El ámbito hospitalario

Frente la problemática en el ámbito hospitalario, con el aumento de la demanda y la falta de horas médicas, Galende analiza la situación de un profesional que, desde su lugar, también se angustia y sabe que es poco lo que puede hacer. “Medicar rápidamente es como sacarse el problema de encima más que atenderlo; en muchos casos es la manera que tiene el profesional para poner dentro de su propio ámbito profesional, o sea el de la enfermedad, un problema del plano social para el que no tiene respuesta. Es una lástima pero en Argentina no estamos muy preparados para este tipo de respuestas, porque lo que habría que implementar son servicios que puedan ofrecer alternativas de tipo comunitario, donde la gente pueda agruparse y generar espacios colectivos de integración y de discusión de estas cuestiones”.

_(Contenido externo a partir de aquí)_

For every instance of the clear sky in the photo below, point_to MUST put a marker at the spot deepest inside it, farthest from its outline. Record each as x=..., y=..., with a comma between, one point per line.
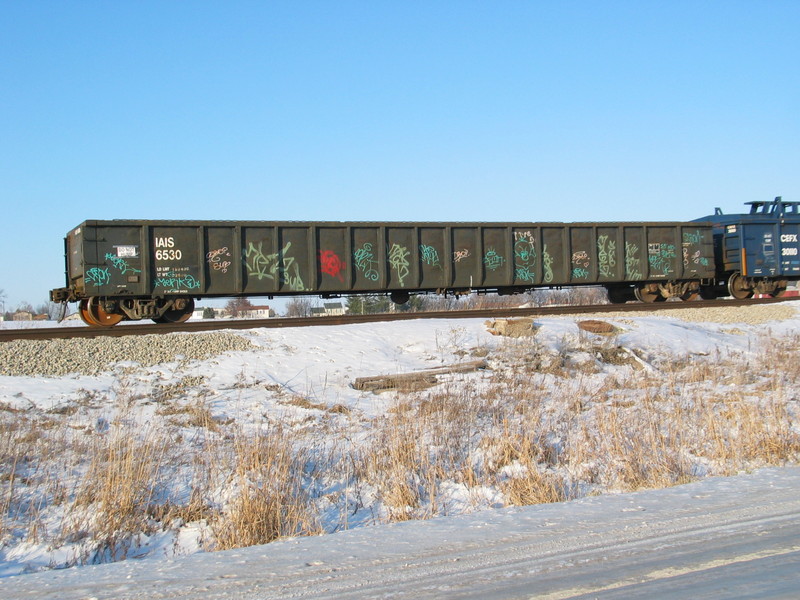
x=373, y=110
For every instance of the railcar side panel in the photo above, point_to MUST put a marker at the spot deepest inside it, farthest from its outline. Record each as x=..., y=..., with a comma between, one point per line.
x=162, y=259
x=466, y=256
x=114, y=260
x=221, y=256
x=368, y=258
x=789, y=248
x=433, y=255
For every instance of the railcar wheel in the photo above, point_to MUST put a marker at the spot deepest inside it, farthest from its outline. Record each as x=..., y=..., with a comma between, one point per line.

Para el final, el Dr. Emiliano Galende alerta sobre las dificultades del sistema para visualizar y encuadrar problemáticas de la salud mental que con frecuencia no encuentran su cauce correcto. “Muchas veces el paciente transita por otros servicios y obliga a un gasto en salud enorme; pacientes que suelen deambular entre estudios diagnósticos, consultorios y especialistas; aquí hay una clara responsabilidad del sistema de salud que tendría que tener una respuesta más racional y saber dirigir la demanda. Los profesionales de la salud y en especial los de salud mental están actuando como un colchón, porque el Estado se retiró de una serie de responsabilidades y los profesionales terminan pagando el costo”.

Javier Rubel


CONSEJO PARA COLEGAS

Galende: “El consejo tiene dos puntas y de algún modo está referido tanto al modo de atender a los pacientes, como al profesional mismo: primero hay que escuchar a las personas, escuchar a los pacientes, y tratar de entender cómo ellos mismos pueden explicar el sufrimiento por el cual consultan; eso abre a una problemática social más amplia. En segundo lugar, el médico debe escuchar y proponer un diálogo sobre eso. No se trata de medicar y responder como médico; el profesional tiene que implicarse y entender que él también está compartiendo la misma situación de angustia y de incertidumbre; el diálogo entre médicos y pacientes que consultan por estas cosas puede ser más fructífero si no echamos mano demasiado rápido a la receta ¿no?”.